Almost all British rock guitarists using single coil pickup guitars used a germanium Treble Booster from the late 60's to the mid 70's. By the end of the seventies, the Treble Booster was replaced by a new circuit from Japan, the so called Tube Screamer and other similar overdrive circuits. These were based on the old Treble Boosters and therefore had a very similar frequency response. The germanium boosters on the other hand, sadly fell into oblivion despite their unique and inimitable sound. The RM Treble Booster has been designed for single coil and humbucking pickups with standard coil inductance, such as pickups in Fender, Gretsch, Burns or Gibson guitars. On these pickups, the RM Metal produces (with the volume control of the guitar turned up to the max) a fat, biting and penetrating lead sound, minus any shrill characteristics. By lowering the guitar's volume control, many shades of crunch can be easily dialed in. Another thing to consider is that when a guitar amp's volume is turned up (reaching saturation), the power amp normally begins to mute the highs, which results in a duller sound. At an amp's full tilt, the RM Metal Treble Booster allows a more transparent tone (covering the entire frequency range) to shine through. The presence control on the amp need only be minimally used (if at all). When vintage amps are used (such as the Fender Deluxe, Fender Bassman, Vox AC30, plexi Marshall 50 or 100 watt) it is amazing what effect the use of a good treble booster has. It is also of interest to note that Tony Iommi used a Laney stack with Black Sabbath.

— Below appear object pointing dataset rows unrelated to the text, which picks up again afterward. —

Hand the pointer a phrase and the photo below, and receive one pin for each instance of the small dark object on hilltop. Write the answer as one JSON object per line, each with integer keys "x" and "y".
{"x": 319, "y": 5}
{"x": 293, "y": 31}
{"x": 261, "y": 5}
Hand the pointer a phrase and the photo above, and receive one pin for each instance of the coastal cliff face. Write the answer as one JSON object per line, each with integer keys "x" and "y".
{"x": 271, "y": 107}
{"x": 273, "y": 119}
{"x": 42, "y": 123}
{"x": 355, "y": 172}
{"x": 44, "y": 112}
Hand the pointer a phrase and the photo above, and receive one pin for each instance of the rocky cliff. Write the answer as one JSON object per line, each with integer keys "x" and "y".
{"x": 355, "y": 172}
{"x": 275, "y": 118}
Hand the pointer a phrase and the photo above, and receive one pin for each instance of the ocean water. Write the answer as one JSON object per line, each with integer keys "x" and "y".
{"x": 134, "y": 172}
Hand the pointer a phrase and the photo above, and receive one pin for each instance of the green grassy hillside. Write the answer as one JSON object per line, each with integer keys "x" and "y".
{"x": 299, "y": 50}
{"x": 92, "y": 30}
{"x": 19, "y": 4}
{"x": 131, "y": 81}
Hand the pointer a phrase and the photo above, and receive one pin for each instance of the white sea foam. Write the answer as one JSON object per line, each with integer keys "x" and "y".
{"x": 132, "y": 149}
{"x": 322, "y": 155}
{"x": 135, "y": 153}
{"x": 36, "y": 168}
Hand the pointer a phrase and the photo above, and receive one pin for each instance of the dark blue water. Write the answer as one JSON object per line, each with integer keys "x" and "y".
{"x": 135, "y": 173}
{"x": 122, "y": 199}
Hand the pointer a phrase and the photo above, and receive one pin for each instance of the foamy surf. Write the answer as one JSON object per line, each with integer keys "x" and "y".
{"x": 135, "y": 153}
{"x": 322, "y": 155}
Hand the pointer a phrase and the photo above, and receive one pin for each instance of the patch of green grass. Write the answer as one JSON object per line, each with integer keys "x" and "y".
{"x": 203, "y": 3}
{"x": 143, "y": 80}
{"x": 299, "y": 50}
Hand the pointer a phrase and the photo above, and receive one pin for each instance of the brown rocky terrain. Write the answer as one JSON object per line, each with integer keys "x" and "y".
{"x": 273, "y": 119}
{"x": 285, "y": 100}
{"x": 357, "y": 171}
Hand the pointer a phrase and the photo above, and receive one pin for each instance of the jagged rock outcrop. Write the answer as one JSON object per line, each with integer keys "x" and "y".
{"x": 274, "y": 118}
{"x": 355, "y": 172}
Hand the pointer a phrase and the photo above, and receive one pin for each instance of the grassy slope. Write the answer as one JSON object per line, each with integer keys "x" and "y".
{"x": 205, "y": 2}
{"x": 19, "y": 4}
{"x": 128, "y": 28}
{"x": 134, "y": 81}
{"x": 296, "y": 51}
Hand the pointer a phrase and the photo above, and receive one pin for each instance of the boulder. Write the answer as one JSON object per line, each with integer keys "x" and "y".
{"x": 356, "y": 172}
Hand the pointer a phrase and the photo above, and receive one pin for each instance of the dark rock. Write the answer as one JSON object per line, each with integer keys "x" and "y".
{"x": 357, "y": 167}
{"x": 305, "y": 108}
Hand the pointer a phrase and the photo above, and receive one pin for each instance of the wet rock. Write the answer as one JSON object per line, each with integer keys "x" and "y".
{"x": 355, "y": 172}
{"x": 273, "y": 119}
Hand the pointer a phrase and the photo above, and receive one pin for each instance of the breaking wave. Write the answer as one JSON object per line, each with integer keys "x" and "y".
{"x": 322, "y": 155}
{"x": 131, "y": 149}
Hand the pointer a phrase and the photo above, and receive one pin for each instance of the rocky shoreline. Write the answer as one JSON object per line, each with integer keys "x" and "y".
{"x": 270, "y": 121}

The Treble Booster is inserted between guitar and amplifier, not into the FX loop. The magical tone is achieved by the interaction between guitar pickup, treble booster and amplifier. The unit is powered by a 9V battery with a current consumption of approx. 250 uA. The average output level is 10dBm, the maximum output voltage when the strings are struck really hard is 7V max. Note: The positive pole of the battery is ground.